Background: The optimal treatment for locoregionally recurrent rectal cancer after curative surgery has not yet been defined. The definition of prognostic factors could lead to the selection of an aggressive therapeutic approach in patients with favourable prognosis alone.
Patients and methods: The records of thirty-nine ambulatory pts, 15 female and 24 male, with diagnosis of locoregionally recurrent rectal cancer (LRRC) after curative surgery and treated with radiotherapy were retrospectively analyzed.

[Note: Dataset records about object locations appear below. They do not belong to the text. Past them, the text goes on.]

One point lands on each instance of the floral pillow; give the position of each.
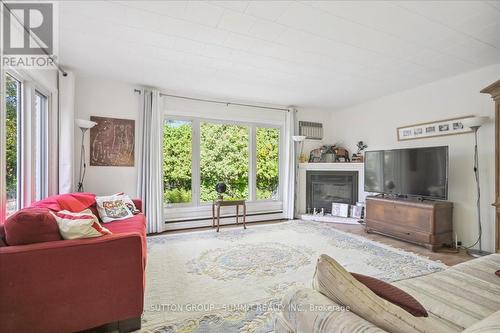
(79, 225)
(113, 208)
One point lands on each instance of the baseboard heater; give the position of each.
(224, 220)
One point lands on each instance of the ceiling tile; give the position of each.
(236, 5)
(307, 53)
(269, 10)
(266, 30)
(203, 12)
(236, 22)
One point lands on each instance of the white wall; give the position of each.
(105, 98)
(375, 123)
(102, 97)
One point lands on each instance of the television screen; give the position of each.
(421, 172)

The following factors were analyzed for their ability to predict the clinical response and outcome for LRRC: age, sex, initial tumor grading, primary surgical approach, initial primary tumor stage according to Dukes' classification, disease free survival (time to primary surgery and detection of a LRRC), pelvic-perineal structure affected by recurrence, total radiation dose, chemotherapy with fluorouracil, symptomatic response to the therapy, locoregional symptomatic re-recurrence, systemic progression disease.

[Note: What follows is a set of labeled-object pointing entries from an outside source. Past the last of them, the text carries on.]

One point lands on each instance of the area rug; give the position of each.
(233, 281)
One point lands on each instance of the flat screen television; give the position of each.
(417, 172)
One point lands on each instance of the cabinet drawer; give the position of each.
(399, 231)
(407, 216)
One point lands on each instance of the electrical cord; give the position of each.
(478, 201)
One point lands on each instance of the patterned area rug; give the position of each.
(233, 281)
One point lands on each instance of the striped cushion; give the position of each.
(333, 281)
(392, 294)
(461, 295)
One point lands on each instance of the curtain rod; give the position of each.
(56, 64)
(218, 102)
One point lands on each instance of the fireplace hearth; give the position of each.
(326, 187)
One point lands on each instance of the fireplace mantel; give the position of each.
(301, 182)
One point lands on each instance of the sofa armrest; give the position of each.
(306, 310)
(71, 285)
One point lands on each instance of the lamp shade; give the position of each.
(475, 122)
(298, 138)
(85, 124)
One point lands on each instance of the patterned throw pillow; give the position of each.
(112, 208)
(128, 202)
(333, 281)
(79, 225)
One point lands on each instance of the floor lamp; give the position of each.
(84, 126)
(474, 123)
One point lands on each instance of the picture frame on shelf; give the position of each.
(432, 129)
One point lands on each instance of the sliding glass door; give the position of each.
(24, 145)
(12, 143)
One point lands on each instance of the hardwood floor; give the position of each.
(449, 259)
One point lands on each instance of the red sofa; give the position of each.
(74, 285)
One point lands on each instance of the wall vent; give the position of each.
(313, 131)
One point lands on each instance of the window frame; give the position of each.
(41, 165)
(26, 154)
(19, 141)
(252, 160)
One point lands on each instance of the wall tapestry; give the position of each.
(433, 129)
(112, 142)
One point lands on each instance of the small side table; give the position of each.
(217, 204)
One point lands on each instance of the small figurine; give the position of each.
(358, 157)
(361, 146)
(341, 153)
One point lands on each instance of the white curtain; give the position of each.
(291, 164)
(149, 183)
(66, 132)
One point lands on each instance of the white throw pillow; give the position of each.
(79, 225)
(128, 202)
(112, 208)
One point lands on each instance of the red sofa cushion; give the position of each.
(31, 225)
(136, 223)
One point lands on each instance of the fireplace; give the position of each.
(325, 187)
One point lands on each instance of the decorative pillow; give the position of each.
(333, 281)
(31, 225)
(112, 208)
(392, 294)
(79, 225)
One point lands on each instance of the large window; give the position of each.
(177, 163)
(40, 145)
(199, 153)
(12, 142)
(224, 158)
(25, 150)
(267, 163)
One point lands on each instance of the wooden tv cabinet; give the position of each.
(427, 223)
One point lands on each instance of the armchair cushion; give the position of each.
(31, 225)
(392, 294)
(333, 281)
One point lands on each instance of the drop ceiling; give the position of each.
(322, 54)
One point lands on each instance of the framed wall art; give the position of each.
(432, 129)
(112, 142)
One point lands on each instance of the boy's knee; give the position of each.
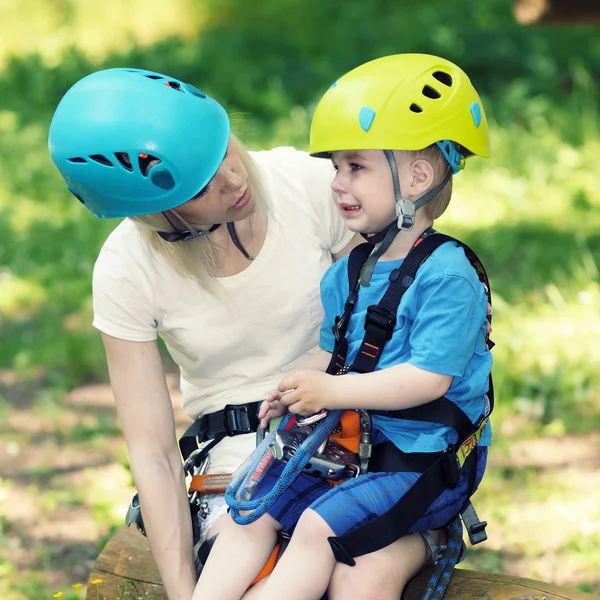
(366, 583)
(311, 525)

Results: In the univariate analysis, predictive factors for survival, were graded (G1-2 vs G3 p = 0.04), Dukes' stage at first diagnosis (A-B vs C p = 0.01), and site of pelvic-perineal recurrence (Pelvic mass alone yes vs no p = 0.01; Nerve and/or Osseous involvement yes vs no p < 0.001). Following therapy for LRRC, a better survival was observed in pts with a complete symptomatic response (complete remission vs partial remission vs no change p < 0.001), without a further locoregional symptomatic re-recurrence (re-recurrence, yes vs no p = 0.001) and/or appearance of metastatic disease (yes vs no p < 0.001).